The outcomes Lidl achieved at Euro 2024 were not just isolated to that event. After the final whistle blew to mark Spain’s victory over England in Berlin, Lidl had a business case for continued investment in European football. That meant the brand was also there in front of a record 12 million British TV viewers when England’s Lionesses retained the UEFA Women’s Euro championship this summer – as well as sponsoring the men’s Europa League and Conference League for the past two seasons.
So, what’s stopping other brands from following Lidl’s lead? With the advent of the Sponsorship Effectiveness Forum, not as much as you might expect.

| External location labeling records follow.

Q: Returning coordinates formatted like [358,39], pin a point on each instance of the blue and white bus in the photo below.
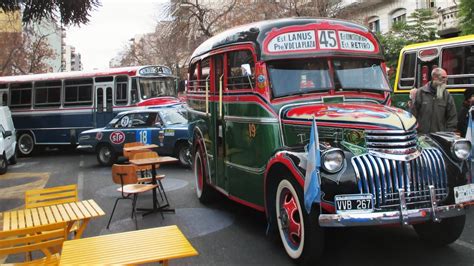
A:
[53,108]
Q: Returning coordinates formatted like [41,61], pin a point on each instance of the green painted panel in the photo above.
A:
[246,185]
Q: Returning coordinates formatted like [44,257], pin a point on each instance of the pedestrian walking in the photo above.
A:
[433,106]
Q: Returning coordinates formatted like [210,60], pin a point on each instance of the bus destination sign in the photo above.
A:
[154,70]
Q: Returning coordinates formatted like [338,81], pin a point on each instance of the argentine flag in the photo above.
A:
[470,137]
[312,189]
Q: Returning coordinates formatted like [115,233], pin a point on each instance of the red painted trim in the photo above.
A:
[246,203]
[335,124]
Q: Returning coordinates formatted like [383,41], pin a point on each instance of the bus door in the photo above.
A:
[219,124]
[103,109]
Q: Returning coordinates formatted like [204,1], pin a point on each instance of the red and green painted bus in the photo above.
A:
[252,94]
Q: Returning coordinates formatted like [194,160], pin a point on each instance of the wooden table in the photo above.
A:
[153,162]
[81,211]
[133,247]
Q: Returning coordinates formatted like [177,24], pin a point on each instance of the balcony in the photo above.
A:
[358,4]
[448,22]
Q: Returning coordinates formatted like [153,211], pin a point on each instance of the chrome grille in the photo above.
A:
[383,177]
[392,144]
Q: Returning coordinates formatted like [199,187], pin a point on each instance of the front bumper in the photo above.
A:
[88,148]
[403,217]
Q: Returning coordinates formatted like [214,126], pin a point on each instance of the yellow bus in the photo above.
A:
[455,55]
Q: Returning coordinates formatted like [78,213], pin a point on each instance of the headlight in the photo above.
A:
[84,137]
[332,160]
[461,149]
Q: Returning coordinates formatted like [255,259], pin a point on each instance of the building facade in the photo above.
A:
[380,15]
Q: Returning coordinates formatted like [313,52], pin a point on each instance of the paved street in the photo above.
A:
[224,233]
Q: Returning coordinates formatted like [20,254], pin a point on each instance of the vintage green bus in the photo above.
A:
[252,94]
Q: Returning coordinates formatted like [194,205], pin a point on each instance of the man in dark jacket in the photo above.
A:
[433,106]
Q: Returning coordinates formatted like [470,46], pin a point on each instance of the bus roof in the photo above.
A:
[459,39]
[258,32]
[132,71]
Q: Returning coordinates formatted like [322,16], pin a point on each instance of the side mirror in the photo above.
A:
[246,70]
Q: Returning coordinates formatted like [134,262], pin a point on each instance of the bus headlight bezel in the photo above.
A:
[332,160]
[461,149]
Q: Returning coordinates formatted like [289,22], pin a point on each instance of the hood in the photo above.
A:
[92,131]
[351,115]
[160,101]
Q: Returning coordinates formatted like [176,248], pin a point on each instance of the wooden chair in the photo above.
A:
[146,168]
[126,176]
[128,154]
[50,196]
[47,239]
[152,154]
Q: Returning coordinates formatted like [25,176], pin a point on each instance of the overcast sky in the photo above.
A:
[110,28]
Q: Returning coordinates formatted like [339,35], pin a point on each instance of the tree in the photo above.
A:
[419,28]
[466,14]
[69,12]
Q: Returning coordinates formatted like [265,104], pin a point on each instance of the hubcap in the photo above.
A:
[105,154]
[26,144]
[289,218]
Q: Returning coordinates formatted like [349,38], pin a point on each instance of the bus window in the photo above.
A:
[20,95]
[134,91]
[121,84]
[193,77]
[109,99]
[407,79]
[78,92]
[204,74]
[48,94]
[235,79]
[459,63]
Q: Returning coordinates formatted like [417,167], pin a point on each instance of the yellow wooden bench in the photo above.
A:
[47,239]
[159,244]
[50,196]
[43,197]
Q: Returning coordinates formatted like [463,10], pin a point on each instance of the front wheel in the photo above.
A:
[183,154]
[300,233]
[106,155]
[13,159]
[443,233]
[203,191]
[3,164]
[26,144]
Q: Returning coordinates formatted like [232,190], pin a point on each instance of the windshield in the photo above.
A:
[299,76]
[290,77]
[359,74]
[155,87]
[173,116]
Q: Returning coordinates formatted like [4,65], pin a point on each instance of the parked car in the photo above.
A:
[7,139]
[166,127]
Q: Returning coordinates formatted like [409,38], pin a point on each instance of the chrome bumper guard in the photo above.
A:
[402,216]
[85,148]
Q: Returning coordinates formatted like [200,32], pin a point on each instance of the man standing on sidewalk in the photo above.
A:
[433,106]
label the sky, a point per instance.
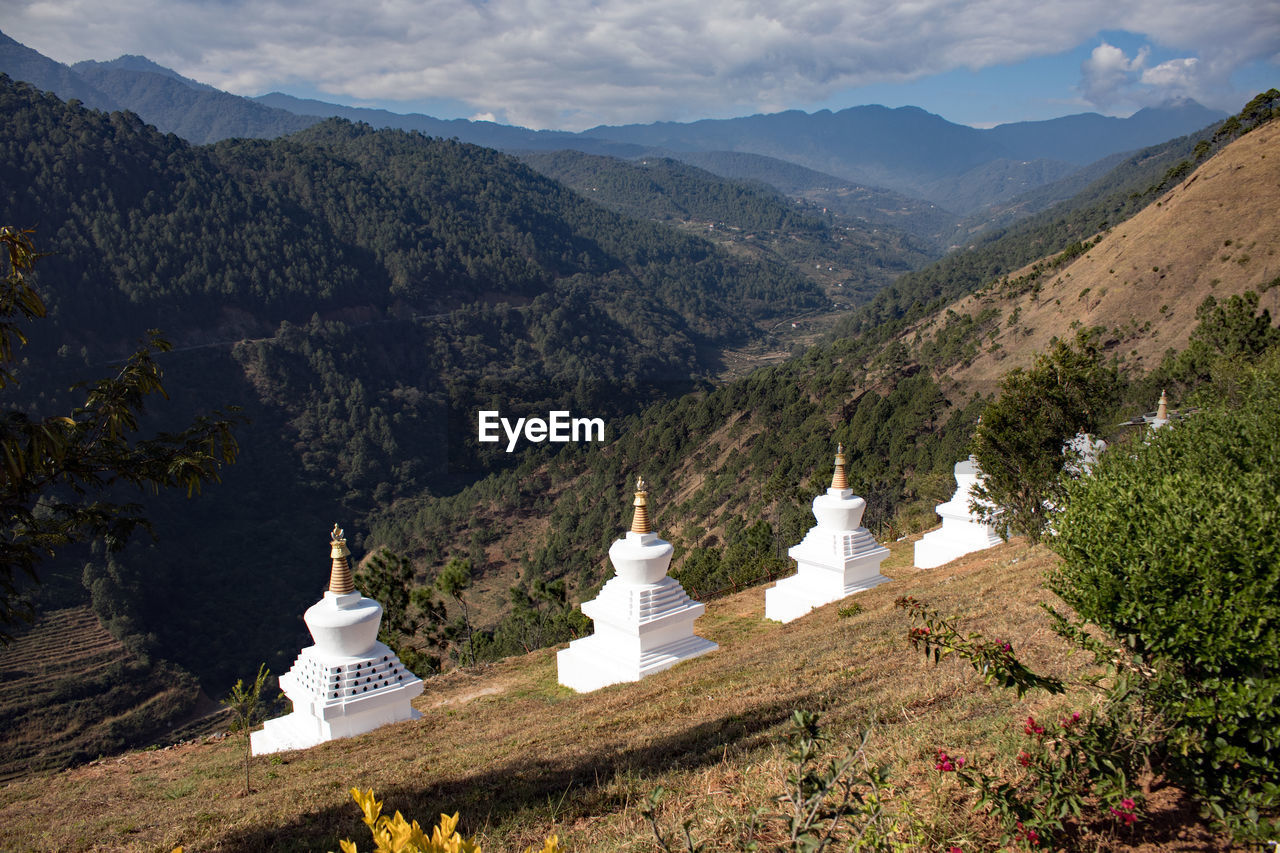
(572, 64)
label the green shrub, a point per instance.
(1173, 547)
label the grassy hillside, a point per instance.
(522, 757)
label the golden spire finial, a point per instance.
(640, 521)
(339, 576)
(839, 480)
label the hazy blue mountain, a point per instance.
(192, 110)
(135, 63)
(22, 63)
(917, 153)
(906, 150)
(487, 133)
(996, 182)
(1087, 137)
(867, 144)
(872, 205)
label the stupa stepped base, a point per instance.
(594, 662)
(947, 543)
(795, 596)
(339, 697)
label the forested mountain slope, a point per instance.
(739, 464)
(360, 295)
(856, 259)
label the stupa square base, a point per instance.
(300, 730)
(594, 662)
(795, 596)
(940, 547)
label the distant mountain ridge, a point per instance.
(904, 149)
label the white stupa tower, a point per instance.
(961, 530)
(836, 559)
(347, 683)
(644, 621)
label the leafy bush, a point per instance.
(1173, 547)
(1075, 778)
(1019, 442)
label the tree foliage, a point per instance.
(62, 474)
(1019, 445)
(1173, 547)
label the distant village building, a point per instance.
(836, 559)
(644, 621)
(347, 683)
(963, 530)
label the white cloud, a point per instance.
(575, 63)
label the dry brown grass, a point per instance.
(522, 757)
(1215, 233)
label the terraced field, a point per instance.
(69, 692)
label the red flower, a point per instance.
(945, 762)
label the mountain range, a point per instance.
(908, 150)
(362, 292)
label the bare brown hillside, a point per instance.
(71, 692)
(1215, 233)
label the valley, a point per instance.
(730, 306)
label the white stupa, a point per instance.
(961, 530)
(347, 683)
(836, 559)
(644, 621)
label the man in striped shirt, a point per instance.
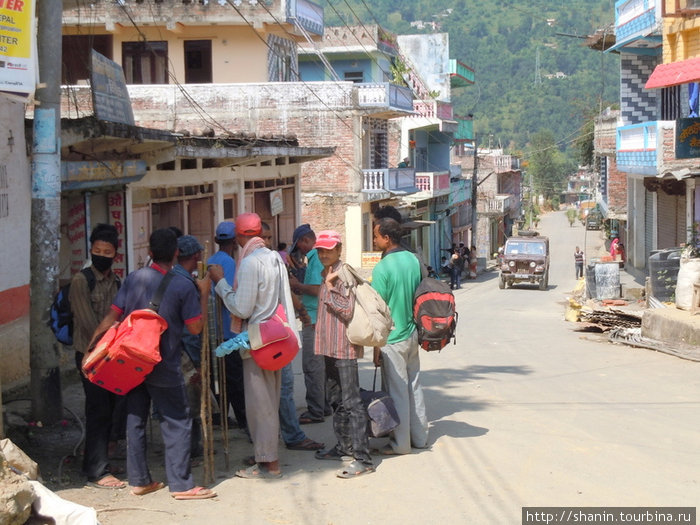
(335, 308)
(578, 259)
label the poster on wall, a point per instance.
(115, 209)
(76, 235)
(17, 49)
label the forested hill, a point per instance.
(501, 41)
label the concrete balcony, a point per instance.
(637, 25)
(433, 109)
(461, 75)
(433, 184)
(495, 206)
(308, 15)
(395, 180)
(640, 147)
(175, 14)
(384, 95)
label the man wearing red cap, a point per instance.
(260, 285)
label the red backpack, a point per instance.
(434, 313)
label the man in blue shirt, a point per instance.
(313, 365)
(181, 307)
(225, 238)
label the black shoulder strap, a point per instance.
(158, 296)
(89, 277)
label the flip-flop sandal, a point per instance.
(115, 484)
(147, 489)
(306, 444)
(257, 472)
(308, 419)
(354, 469)
(333, 454)
(194, 493)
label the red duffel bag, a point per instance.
(129, 350)
(273, 343)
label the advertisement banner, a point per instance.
(17, 48)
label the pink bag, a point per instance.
(273, 343)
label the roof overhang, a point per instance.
(674, 74)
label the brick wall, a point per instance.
(617, 186)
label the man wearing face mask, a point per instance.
(91, 293)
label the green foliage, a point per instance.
(500, 41)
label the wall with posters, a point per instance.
(15, 220)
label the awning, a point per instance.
(414, 225)
(666, 75)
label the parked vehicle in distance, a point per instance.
(525, 260)
(594, 220)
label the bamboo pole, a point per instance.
(205, 405)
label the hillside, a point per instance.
(501, 41)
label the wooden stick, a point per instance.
(205, 406)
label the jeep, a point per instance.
(525, 260)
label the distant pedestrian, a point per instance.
(578, 260)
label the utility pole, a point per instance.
(474, 188)
(47, 405)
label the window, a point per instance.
(198, 62)
(145, 62)
(671, 103)
(354, 76)
(76, 55)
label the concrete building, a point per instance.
(654, 136)
(15, 221)
(202, 69)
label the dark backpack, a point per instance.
(61, 315)
(434, 313)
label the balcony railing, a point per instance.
(460, 74)
(465, 130)
(433, 109)
(384, 95)
(637, 145)
(498, 205)
(398, 180)
(308, 14)
(635, 18)
(434, 183)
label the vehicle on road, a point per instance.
(594, 220)
(525, 260)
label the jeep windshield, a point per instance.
(526, 248)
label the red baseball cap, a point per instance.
(327, 239)
(248, 224)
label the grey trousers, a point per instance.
(262, 401)
(401, 379)
(314, 374)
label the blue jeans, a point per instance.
(456, 278)
(289, 422)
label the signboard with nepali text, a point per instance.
(109, 94)
(688, 138)
(17, 48)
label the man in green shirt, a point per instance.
(396, 278)
(313, 365)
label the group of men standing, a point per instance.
(251, 287)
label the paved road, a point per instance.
(523, 411)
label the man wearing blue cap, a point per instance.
(225, 238)
(313, 365)
(189, 253)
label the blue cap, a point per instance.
(300, 232)
(188, 245)
(225, 230)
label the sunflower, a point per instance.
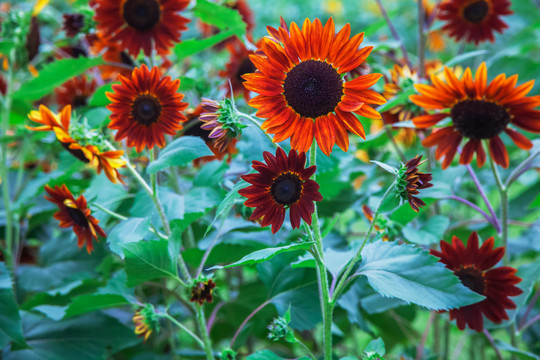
(474, 20)
(59, 124)
(75, 92)
(142, 24)
(283, 182)
(302, 92)
(76, 214)
(145, 107)
(479, 111)
(411, 180)
(193, 127)
(474, 267)
(238, 65)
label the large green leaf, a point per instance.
(128, 231)
(10, 320)
(90, 302)
(148, 260)
(266, 254)
(53, 75)
(179, 153)
(411, 274)
(91, 337)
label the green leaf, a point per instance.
(226, 205)
(128, 231)
(430, 233)
(53, 75)
(266, 254)
(390, 169)
(99, 98)
(73, 338)
(411, 274)
(179, 152)
(10, 320)
(148, 260)
(264, 355)
(462, 57)
(220, 16)
(90, 302)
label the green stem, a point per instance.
(110, 212)
(324, 290)
(306, 349)
(179, 324)
(4, 171)
(204, 333)
(503, 191)
(343, 280)
(258, 124)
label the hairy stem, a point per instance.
(327, 307)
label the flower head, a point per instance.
(76, 214)
(410, 180)
(282, 183)
(146, 321)
(221, 120)
(479, 111)
(142, 24)
(75, 92)
(302, 92)
(473, 265)
(474, 20)
(201, 291)
(145, 107)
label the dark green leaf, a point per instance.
(179, 152)
(128, 231)
(87, 303)
(10, 320)
(148, 260)
(411, 274)
(53, 75)
(266, 254)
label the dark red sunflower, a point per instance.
(474, 20)
(145, 107)
(76, 214)
(75, 92)
(282, 183)
(410, 180)
(142, 24)
(239, 64)
(303, 94)
(474, 267)
(479, 111)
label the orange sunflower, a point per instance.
(479, 111)
(75, 92)
(145, 107)
(142, 24)
(474, 20)
(76, 214)
(302, 92)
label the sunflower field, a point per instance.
(270, 180)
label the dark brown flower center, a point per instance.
(479, 119)
(313, 88)
(75, 152)
(246, 67)
(142, 14)
(286, 189)
(476, 12)
(146, 109)
(77, 216)
(472, 278)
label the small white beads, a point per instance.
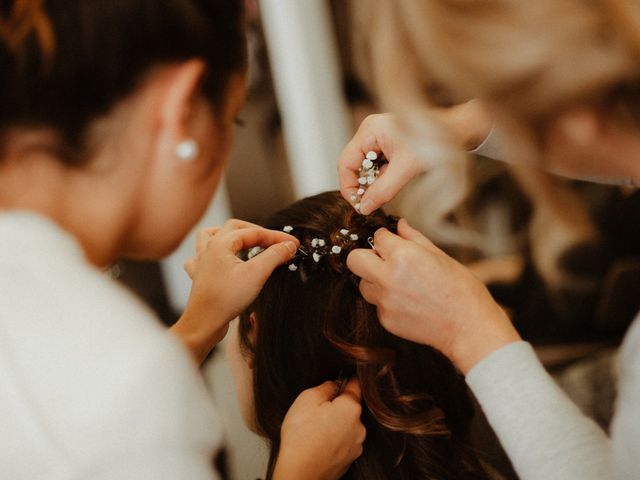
(254, 251)
(367, 175)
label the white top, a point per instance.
(91, 385)
(545, 434)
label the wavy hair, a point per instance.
(313, 325)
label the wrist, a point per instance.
(289, 467)
(480, 338)
(198, 335)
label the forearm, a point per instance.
(199, 337)
(544, 434)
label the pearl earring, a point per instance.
(188, 150)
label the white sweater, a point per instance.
(543, 432)
(91, 385)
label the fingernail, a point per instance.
(366, 207)
(291, 247)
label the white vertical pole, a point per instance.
(307, 76)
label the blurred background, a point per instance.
(560, 256)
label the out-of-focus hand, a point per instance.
(223, 284)
(425, 296)
(322, 434)
(379, 133)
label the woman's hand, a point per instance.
(223, 284)
(322, 434)
(425, 296)
(379, 133)
(469, 124)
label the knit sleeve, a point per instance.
(545, 434)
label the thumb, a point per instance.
(409, 233)
(385, 188)
(264, 264)
(322, 393)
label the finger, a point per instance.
(407, 232)
(190, 267)
(236, 224)
(352, 390)
(203, 237)
(263, 265)
(369, 291)
(366, 264)
(385, 188)
(245, 238)
(351, 158)
(386, 242)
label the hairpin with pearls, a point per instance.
(367, 174)
(319, 247)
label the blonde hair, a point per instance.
(25, 18)
(527, 59)
(530, 57)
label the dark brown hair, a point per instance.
(313, 325)
(64, 63)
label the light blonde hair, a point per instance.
(527, 59)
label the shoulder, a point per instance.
(91, 364)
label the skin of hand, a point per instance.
(425, 296)
(223, 284)
(469, 123)
(322, 434)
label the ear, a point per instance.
(180, 91)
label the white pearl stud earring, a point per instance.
(188, 150)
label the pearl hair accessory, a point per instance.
(188, 150)
(319, 247)
(367, 175)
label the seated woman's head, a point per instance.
(311, 324)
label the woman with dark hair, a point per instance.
(310, 324)
(116, 117)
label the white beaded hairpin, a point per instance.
(319, 247)
(367, 175)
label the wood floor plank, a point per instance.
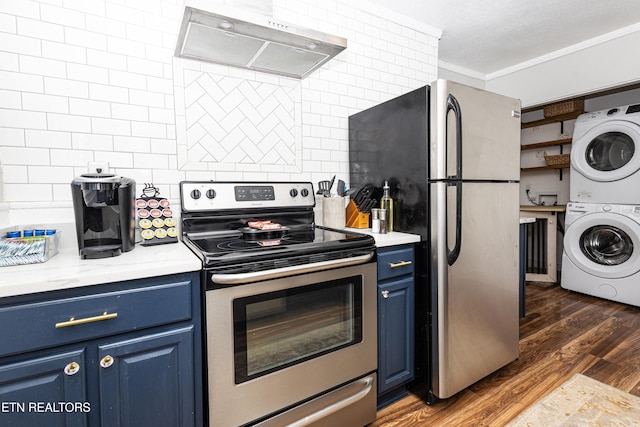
(564, 333)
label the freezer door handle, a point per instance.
(452, 254)
(453, 105)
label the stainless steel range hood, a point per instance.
(253, 41)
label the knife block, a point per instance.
(355, 218)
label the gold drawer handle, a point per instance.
(400, 264)
(74, 322)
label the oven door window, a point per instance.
(279, 329)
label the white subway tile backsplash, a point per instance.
(151, 130)
(62, 16)
(10, 100)
(127, 100)
(91, 7)
(91, 141)
(24, 156)
(87, 107)
(48, 103)
(132, 144)
(15, 174)
(26, 8)
(40, 30)
(22, 82)
(27, 192)
(125, 47)
(106, 60)
(89, 39)
(129, 112)
(79, 158)
(110, 126)
(23, 119)
(107, 26)
(11, 137)
(63, 52)
(47, 139)
(50, 174)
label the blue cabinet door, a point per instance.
(396, 337)
(148, 380)
(49, 390)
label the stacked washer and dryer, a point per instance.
(601, 255)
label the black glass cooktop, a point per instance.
(242, 246)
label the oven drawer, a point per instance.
(395, 261)
(55, 322)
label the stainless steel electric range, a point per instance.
(290, 307)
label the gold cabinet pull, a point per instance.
(74, 322)
(106, 361)
(72, 368)
(400, 264)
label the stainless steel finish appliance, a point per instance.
(452, 156)
(103, 206)
(291, 326)
(253, 41)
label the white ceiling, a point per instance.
(485, 36)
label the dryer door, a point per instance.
(605, 245)
(609, 151)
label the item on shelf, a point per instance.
(564, 107)
(155, 218)
(558, 159)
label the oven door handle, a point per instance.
(365, 383)
(241, 278)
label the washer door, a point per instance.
(605, 245)
(609, 151)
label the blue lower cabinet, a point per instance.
(395, 322)
(48, 391)
(118, 354)
(147, 380)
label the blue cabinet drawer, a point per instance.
(54, 322)
(395, 261)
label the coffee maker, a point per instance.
(104, 210)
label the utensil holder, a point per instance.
(355, 218)
(333, 213)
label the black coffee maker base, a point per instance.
(97, 252)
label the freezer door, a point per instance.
(487, 126)
(475, 308)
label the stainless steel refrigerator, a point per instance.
(452, 156)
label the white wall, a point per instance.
(95, 80)
(596, 65)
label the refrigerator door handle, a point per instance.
(452, 255)
(453, 105)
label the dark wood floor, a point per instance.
(563, 333)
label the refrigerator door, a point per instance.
(475, 312)
(389, 142)
(484, 123)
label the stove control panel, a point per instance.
(213, 196)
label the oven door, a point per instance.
(278, 344)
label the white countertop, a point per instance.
(388, 239)
(67, 270)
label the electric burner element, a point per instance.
(216, 218)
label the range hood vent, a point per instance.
(254, 42)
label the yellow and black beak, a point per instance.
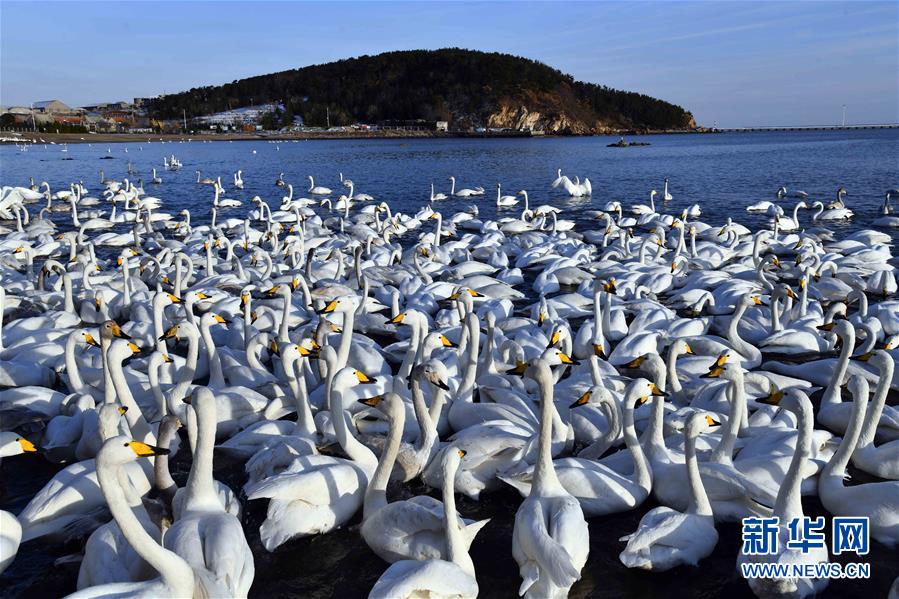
(116, 330)
(371, 402)
(714, 372)
(332, 305)
(566, 359)
(581, 401)
(142, 450)
(554, 339)
(635, 363)
(519, 369)
(773, 398)
(363, 378)
(27, 446)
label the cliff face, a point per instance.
(470, 89)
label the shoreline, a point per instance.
(7, 137)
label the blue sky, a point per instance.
(734, 63)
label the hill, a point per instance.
(467, 88)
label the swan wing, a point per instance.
(537, 544)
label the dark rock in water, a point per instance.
(623, 143)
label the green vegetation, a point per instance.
(460, 86)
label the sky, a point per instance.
(730, 63)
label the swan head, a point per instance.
(434, 372)
(122, 449)
(699, 423)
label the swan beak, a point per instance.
(581, 401)
(773, 398)
(363, 378)
(519, 369)
(714, 372)
(566, 359)
(330, 307)
(557, 334)
(440, 384)
(635, 363)
(27, 446)
(371, 402)
(142, 450)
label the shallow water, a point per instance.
(723, 173)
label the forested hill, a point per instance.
(467, 88)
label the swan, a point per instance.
(550, 540)
(464, 193)
(881, 460)
(599, 489)
(409, 529)
(451, 577)
(317, 189)
(176, 578)
(877, 501)
(210, 539)
(787, 508)
(504, 201)
(322, 492)
(666, 538)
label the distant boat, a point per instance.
(623, 143)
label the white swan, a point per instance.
(667, 538)
(453, 577)
(550, 540)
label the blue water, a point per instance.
(722, 173)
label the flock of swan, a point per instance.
(338, 349)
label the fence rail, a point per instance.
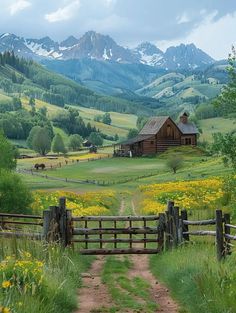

Our initial research shows that sponsorship activations that start with a business objective are significantly more effective than those without. Sponsors need to measure uplifts in revenue, profit and market share, and rights holders need a greater understanding of how to deliver that. The whole category deserves the evidence to demonstrate the commercial growth that sponsorship can deliver.
That requires a change in attitude from all involved, moving from competitive secrecy to collaborative knowledge-sharing. Far from giving away the family jewels, this will enable the industry to correct the historic undervaluation of sponsorship. And as a result, we can realise the opportunity to elevate sponsorship to the heart of the marketing mix.
Rory Natkiel is chief strategy officer at Sid Lee Sport.